Женщины не было на соседней полке. Не было и моего попутчика. Мне подумалось, что нереальный мой собеседник совершил очередной свой благородный подвиг. Позабыв свои странные рассуждения о жизни насекомых, либо отодвинув их на время, он, видимо, увёл женщину к звёздам. По лунной дорожке, которая широкой своей сталистой лентой оперлась о край раскрытого окна нашего вагона. Мне даже показалось, что далеко в выси, у края луны, я вижу сияющее пятнышко, которое наверняка должно было быть той женщиной.
С такими мыслями я уснул. Проснулся я опять, когда поезд уже приближался к Актюбинску. Я взглянул на окно. Запылённое стекло было на месте. Солнце уже заполняло духотой наше маленькое купе. Жена ещё спала. Соседа не было, а на столе… Сначала я думал, что мне почудилось. На откидном вагонном столике стояла… голова женщины. Той самой, что подсела к нам ночью, и которая плакала. Неестественно как–то стояла. Неправдоподобно. Живые головы так не могут стоять, а эта была, как живая, с широко раскрытыми и — о, кошмар! — счастливыми глазами! Не было ни следов крови, ни следов насилия. Как какой–нибудь Пушкин скульптурный, или Вольтер, выставленный для интерьера на подрагивающем столике.
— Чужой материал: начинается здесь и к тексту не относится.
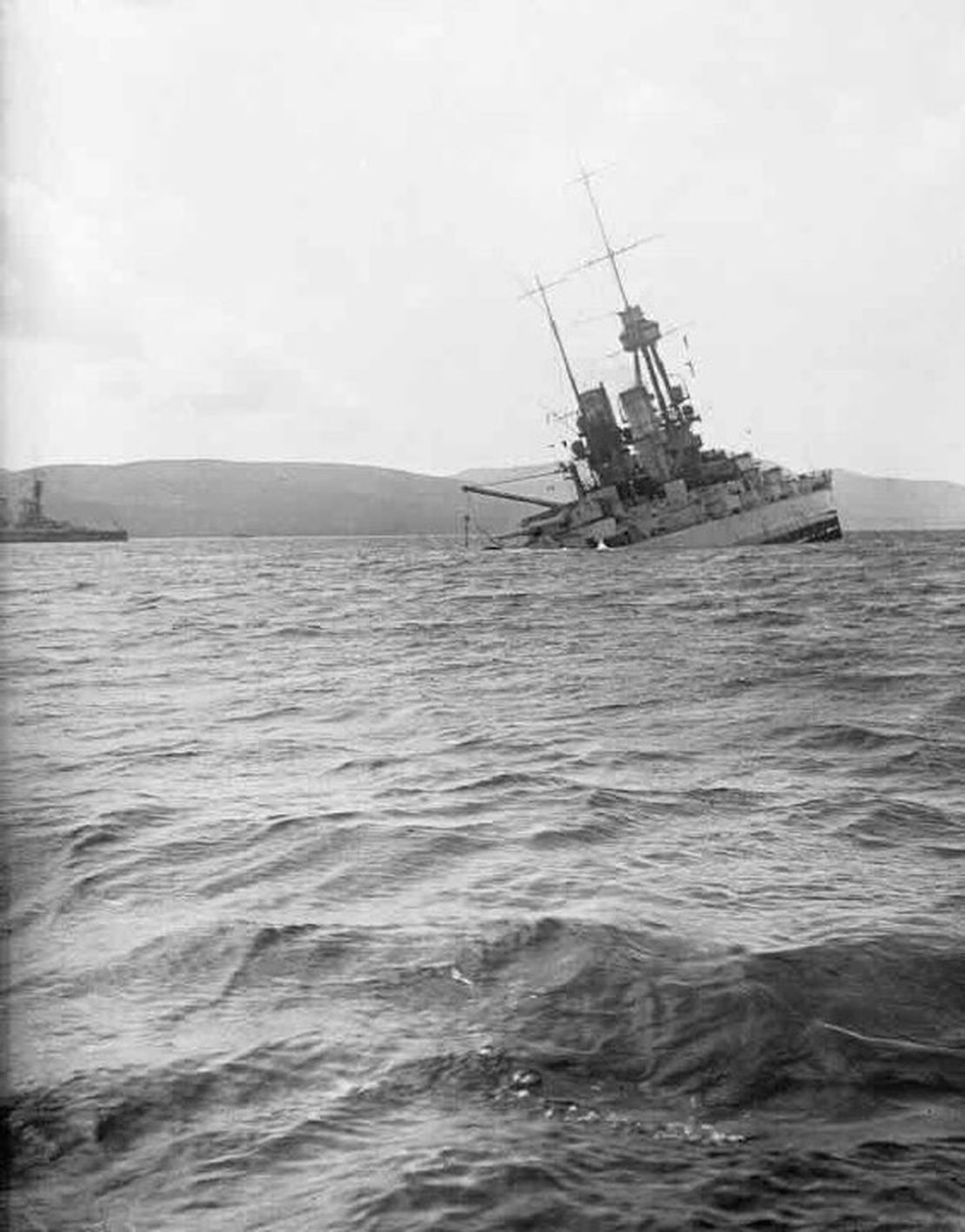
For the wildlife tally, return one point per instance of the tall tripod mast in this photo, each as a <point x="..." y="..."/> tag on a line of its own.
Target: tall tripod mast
<point x="584" y="179"/>
<point x="542" y="289"/>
Я собрал всё обладание себя и тихо спустился на пол. В принципе, всё закономерно. Всё к тому триста лет и шло. От Казановы до Чикатило один шаг. И мой романтический сосед его сделал. Я тихо–тихо, аккуратно–аккуратно прикрыл страшную голову полотенцем, чтобы со стороны выглядело вполне естественно, как деликатное сокрытие беспорядка после еды, благо волосы женщины не оказались слишком длинными. Поезд уже въезжал на станцию, и я быстро разбудил жену и чуть не на руках вынес её, вместе с чемоданом, в тамбур.
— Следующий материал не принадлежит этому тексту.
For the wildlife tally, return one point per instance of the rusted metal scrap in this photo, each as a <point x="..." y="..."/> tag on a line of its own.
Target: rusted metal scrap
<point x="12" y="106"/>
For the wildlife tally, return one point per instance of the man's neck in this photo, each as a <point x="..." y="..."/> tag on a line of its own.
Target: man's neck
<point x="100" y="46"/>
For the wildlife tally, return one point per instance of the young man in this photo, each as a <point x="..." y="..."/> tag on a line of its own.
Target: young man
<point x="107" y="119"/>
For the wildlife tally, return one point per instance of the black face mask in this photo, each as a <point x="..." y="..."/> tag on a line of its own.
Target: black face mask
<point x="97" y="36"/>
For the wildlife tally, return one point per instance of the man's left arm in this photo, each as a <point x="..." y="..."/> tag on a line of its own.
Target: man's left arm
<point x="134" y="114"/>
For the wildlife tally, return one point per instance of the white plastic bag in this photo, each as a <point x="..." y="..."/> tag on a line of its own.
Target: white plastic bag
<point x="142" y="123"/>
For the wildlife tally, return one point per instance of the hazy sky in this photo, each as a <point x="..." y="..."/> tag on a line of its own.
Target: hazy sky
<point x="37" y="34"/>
На перроне я оставил её на время и попросил толстого милиционера пройти в наш вагон, чтобы засвидетельствовать жуткое происшествие…
Но… не было головы ни на столе, ни под столом. Ни на полке, ни в ящике под сидением. Ни крови, ни головы. Только газета с огурцами, скорлупой от яиц и пустой бутылкой А/О «Кристалл» — «желаем вам хорошего настроения!».
— Жарко было в вагоне, да? — участливо спросил меня милиционер.
— Да, жарко, — ответил я.
На перроне стояла жена. Она улыбнулась мне, когда я направился к ней из вагона. Улыбнулась, и я увидел странное сияние вокруг неё. Мне даже показалось, что чуточку она стала выше, приподнялась над толпой.